Creativity runs rampant throughout the novel in many forms. Angie’s an artist, Mara’s a metal sculptor, George loves flowers, and Julie sees Beauty wherever she goes (but especially in flowers). It was a lovely reminder that the Most High often has His light shining in unexpected places. He provides so many moments of Joy in our daily lives and we’re often too busy to notice.
Cue Eric, Julie’s husband. Dollar signs dance in Eric’s eyes pretty much non-stop. He married Julie sort of like he was just making another business deal. His billionaire-dollar family empire is his life. Money, his-life-blood. Without perfection and success, he feels weak; a testament to something in his past that haunts him all the way into his present with terrifying and disastrous results.

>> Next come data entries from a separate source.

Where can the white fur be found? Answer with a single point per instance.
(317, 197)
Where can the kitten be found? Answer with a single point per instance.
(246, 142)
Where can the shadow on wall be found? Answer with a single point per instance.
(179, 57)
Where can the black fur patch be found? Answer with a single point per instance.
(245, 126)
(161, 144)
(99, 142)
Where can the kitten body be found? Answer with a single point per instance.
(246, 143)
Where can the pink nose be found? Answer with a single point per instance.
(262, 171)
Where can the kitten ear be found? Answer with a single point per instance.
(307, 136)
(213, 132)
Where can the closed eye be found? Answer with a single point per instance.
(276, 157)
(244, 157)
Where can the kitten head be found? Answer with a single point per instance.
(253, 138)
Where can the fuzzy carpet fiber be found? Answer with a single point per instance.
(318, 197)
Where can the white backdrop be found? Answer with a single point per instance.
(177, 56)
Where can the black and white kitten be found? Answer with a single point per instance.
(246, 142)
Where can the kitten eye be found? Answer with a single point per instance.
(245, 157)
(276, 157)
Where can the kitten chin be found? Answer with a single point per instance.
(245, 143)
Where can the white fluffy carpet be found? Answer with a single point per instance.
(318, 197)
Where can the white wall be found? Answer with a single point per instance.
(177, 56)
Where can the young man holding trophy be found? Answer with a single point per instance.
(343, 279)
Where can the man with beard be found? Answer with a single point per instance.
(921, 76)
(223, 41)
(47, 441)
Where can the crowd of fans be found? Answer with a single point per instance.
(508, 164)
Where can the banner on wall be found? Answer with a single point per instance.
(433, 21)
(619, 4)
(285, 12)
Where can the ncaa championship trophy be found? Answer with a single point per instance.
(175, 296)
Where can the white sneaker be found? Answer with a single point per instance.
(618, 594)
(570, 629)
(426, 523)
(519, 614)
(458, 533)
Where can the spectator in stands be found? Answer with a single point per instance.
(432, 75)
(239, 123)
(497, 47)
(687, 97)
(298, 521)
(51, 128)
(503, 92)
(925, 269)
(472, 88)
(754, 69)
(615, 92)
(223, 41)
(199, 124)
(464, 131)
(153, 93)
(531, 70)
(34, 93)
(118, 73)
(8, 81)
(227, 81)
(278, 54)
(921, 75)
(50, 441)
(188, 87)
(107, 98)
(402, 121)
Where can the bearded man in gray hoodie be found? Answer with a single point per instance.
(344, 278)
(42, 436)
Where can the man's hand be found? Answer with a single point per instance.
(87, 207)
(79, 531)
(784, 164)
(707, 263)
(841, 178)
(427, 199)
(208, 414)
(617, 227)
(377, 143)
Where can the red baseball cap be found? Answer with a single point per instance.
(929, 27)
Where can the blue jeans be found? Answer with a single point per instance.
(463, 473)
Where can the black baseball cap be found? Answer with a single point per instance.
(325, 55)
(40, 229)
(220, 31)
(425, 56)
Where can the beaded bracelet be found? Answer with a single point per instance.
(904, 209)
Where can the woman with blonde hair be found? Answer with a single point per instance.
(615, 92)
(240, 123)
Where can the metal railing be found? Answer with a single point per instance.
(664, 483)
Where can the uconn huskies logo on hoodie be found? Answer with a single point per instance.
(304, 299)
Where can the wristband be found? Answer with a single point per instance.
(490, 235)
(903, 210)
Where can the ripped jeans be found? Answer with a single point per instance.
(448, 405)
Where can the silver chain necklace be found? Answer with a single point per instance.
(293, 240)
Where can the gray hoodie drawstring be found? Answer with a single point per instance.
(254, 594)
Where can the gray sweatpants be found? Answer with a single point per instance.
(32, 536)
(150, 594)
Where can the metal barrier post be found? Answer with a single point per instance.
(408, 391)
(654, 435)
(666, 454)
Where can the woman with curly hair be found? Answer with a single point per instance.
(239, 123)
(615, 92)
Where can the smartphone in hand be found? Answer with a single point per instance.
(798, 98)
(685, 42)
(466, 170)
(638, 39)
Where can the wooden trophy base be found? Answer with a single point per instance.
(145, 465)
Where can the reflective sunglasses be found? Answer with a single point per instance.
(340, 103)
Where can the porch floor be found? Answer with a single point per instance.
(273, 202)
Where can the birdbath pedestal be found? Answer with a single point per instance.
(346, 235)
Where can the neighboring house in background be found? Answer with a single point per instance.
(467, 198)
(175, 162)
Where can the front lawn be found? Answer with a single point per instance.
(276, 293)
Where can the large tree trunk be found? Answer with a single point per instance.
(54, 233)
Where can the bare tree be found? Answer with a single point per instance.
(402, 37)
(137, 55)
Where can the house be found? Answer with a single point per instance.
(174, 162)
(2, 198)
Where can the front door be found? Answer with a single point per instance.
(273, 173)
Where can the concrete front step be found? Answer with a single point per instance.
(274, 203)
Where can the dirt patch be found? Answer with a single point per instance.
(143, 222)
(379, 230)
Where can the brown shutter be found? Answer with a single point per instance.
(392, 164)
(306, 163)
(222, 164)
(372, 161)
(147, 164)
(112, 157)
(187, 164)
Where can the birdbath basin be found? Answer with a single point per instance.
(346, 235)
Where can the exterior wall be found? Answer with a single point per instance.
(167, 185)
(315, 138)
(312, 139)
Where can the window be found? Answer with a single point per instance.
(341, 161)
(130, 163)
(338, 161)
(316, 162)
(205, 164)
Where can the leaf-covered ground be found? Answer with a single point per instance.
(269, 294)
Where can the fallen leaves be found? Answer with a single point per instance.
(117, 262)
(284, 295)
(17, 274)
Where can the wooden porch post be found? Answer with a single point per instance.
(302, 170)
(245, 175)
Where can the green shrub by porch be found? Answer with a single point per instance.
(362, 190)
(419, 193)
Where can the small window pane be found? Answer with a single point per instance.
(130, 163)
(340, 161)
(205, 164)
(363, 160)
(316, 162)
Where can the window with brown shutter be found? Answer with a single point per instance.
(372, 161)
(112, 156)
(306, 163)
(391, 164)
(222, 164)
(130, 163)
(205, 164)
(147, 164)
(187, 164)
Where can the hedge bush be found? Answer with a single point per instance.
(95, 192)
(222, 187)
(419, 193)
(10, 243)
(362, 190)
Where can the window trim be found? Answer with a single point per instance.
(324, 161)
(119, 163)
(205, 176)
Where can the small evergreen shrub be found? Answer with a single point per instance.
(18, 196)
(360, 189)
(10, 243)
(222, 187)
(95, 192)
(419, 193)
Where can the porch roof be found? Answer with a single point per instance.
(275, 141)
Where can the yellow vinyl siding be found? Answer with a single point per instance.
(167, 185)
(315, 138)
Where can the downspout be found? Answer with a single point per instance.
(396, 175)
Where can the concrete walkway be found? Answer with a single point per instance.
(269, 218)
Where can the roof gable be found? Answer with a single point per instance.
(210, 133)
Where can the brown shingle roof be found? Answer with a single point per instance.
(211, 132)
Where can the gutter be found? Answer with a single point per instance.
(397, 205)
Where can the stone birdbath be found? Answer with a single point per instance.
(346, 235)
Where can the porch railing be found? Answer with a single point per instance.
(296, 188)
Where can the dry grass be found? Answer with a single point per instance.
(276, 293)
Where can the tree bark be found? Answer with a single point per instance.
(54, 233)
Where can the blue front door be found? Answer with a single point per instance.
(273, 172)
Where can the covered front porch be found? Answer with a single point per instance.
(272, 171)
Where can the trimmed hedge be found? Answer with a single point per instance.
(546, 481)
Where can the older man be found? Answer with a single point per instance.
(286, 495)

But something else haunts Eric, his sons, his family, and nearly everyone who’s ever come in contact with them: guilt and shame. Guilt for horrible decisions made out of sinful motives. Shame for stains that they can’t erase from their souls.
Those two words pepper the Bible and they’re signs of Hope; of Light in the darkness of our sin-cursed world. But God. In mercy, He sent His Son to wash our souls clean in His purifying blood ‘cause we can’t do it on our own. No amount of penance or good works can ever earn a right standing before the King of Kings and that’s one of the lessons the Ryan family has to learn in Julie’s Flowers.
Only Christ can heal jagged wounds and close oozing sores.
Only Christ can enable us to forgive one another after appalling hurt.
Only Christ can make it all new.
Julie’s Flowers ends with Hope. It’s filled with pain and sadness and confusion and longing but it ends where all things ought to end and begin: with Jesus Christ.
The authors captured so many other things well including interactions between little kids and their parents. It was evident that they either have children of their own or have been around kids for a good length of time.
Additionally, the book boasts a rather colourful cast of characters: quirky warehouse owners, passionate artists, cold businessmen, angry outcasts, sleazy drunks, tender gardeners, and on and on. Each character is alive and nuanced (though there were times I wished the authors fleshed out certain characters’ motives a bit more).
I’ll end with one of my favourite quotations from Julie’s Flowers:
“There were invisible walls that were only understood by the souls walking through those particular halls.”